Cellulitis of the forearm is usually a sequel to one of the deeper varieties of whitlow.
In the region of the elbow-joint, cellulitis is common around the olecranon. It may originate as an inflammation of the olecranon bursa, or may invade the bursa secondarily. In exceptional cases the elbow-joint is also involved.
Cellulitis of the axilla may originate in suppuration in the lymph glands, following an infected wound of the hand, or it may spread from a septic wound on the chest wall or in the neck. In some cases it is impossible to discover the primary seat of infection. A firm, brawny swelling forms in the armpit and extends on to the chest wall. It is attended with great pain, which is increased on moving the arm, and there is marked constitutional disturbance. When suppuration occurs, its spread is limited by the attachments of the axillary fascia, and the pus tends to burrow on to the chest wall beneath the pectoral muscles, and upwards towards the shoulder-joint, which may become infected. When the pus forms in the axillary space, the treatment consists in making free incisions, which should be placed on the thoracic side of the axilla to avoid the axillary vessels and nerves.

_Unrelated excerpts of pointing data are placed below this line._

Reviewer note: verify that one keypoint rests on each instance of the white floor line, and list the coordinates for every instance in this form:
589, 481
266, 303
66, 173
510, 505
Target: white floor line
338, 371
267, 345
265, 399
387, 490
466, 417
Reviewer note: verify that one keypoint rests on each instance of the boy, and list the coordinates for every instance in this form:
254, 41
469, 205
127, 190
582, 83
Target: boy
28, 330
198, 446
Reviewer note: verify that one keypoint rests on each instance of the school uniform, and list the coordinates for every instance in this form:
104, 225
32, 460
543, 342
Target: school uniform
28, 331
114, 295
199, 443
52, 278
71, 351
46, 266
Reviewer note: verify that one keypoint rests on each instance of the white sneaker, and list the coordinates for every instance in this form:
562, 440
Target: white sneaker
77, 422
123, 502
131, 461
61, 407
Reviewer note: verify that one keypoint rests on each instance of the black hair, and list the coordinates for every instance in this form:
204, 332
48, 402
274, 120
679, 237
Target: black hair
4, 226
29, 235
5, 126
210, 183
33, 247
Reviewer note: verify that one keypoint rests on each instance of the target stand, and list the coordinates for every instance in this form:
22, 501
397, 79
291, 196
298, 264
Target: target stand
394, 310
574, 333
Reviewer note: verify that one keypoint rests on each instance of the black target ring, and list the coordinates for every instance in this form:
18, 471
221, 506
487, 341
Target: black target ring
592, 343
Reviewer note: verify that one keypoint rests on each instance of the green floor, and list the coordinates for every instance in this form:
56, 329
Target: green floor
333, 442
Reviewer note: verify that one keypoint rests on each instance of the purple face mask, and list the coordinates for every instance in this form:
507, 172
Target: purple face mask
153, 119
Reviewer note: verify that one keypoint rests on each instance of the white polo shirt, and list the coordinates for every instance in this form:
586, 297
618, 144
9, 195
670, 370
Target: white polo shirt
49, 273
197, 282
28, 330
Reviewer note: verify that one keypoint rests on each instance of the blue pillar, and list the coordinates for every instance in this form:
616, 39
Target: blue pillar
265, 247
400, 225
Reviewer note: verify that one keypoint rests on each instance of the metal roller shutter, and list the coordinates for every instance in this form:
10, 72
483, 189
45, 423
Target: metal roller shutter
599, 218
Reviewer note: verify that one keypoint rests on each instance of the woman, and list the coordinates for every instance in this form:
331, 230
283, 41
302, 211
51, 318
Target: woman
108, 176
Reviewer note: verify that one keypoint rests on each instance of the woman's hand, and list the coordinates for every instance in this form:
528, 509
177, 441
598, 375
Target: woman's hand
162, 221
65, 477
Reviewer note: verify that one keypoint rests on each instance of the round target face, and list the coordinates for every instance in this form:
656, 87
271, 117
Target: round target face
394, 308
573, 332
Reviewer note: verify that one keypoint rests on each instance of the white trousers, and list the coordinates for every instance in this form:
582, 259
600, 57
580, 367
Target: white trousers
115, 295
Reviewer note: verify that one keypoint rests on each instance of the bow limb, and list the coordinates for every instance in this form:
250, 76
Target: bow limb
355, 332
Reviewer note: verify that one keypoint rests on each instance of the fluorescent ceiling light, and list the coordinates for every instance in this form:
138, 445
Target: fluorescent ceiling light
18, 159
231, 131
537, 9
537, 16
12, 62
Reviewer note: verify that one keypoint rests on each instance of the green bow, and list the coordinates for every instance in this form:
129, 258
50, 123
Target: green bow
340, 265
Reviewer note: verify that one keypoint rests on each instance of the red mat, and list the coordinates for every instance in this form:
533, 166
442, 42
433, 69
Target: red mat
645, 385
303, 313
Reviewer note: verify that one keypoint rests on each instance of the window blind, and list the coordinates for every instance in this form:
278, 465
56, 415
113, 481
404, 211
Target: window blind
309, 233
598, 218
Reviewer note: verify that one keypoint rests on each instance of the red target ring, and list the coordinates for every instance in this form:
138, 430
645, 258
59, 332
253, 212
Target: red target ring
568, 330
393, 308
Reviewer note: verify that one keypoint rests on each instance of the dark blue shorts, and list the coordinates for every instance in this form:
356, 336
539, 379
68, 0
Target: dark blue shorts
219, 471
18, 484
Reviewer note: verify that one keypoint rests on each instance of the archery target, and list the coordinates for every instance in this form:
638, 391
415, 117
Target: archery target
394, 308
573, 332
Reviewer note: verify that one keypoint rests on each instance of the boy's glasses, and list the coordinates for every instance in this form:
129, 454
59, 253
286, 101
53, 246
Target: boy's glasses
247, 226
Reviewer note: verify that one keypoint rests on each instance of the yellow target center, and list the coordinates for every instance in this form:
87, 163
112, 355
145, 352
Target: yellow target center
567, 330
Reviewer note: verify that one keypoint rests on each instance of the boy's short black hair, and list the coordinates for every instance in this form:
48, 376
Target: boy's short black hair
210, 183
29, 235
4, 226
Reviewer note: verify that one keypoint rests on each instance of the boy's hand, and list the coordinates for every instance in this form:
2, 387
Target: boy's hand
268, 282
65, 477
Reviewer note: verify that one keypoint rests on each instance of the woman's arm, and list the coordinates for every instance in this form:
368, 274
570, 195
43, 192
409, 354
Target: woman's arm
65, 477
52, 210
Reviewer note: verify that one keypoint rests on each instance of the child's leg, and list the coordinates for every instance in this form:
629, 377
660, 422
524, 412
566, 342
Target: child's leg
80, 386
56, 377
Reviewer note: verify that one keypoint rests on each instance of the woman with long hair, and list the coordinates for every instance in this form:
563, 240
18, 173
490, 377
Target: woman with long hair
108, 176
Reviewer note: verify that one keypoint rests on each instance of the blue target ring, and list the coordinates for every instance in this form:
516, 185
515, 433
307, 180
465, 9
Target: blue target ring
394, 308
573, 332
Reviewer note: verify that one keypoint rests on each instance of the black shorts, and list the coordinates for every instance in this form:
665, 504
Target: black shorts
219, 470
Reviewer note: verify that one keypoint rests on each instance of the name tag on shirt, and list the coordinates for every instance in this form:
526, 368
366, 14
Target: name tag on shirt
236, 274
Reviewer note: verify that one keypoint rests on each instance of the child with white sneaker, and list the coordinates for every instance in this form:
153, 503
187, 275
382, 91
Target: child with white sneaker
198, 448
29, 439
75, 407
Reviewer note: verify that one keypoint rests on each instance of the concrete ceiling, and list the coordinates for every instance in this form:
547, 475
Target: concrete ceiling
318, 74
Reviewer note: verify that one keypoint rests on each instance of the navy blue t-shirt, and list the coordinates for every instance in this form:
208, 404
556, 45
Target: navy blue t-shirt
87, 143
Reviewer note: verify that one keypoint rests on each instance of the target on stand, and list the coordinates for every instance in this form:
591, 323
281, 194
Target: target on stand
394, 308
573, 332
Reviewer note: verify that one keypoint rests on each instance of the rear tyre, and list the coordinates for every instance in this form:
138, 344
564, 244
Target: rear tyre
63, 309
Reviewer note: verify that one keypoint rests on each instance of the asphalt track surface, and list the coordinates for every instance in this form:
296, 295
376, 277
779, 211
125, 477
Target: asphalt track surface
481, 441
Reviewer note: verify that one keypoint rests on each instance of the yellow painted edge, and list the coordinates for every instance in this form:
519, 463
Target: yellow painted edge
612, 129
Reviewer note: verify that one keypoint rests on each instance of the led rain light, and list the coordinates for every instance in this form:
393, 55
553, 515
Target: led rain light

If the pus spreads on to the chest wall, the abscess should be opened below the clavicle by Hilton's method, and a counter opening may be made in the axilla.
Cellulitis of the sole of the foot may follow whitlow of the toes.
In the region of the ankle cellulitis is not common; but around the knee it frequently occurs in relation to the prepatellar bursa and to the popliteal lymph glands, and may endanger the knee-joint. It is also met with in the groin following on inflammation and suppuration of the inguinal glands, and cases are recorded in which the sloughing process has implicated the femoral vessels and led to secondary hæmorrhage.
Cellulitis of the scalp, orbit, neck, pelvis, and perineum will be considered with the diseases of these regions.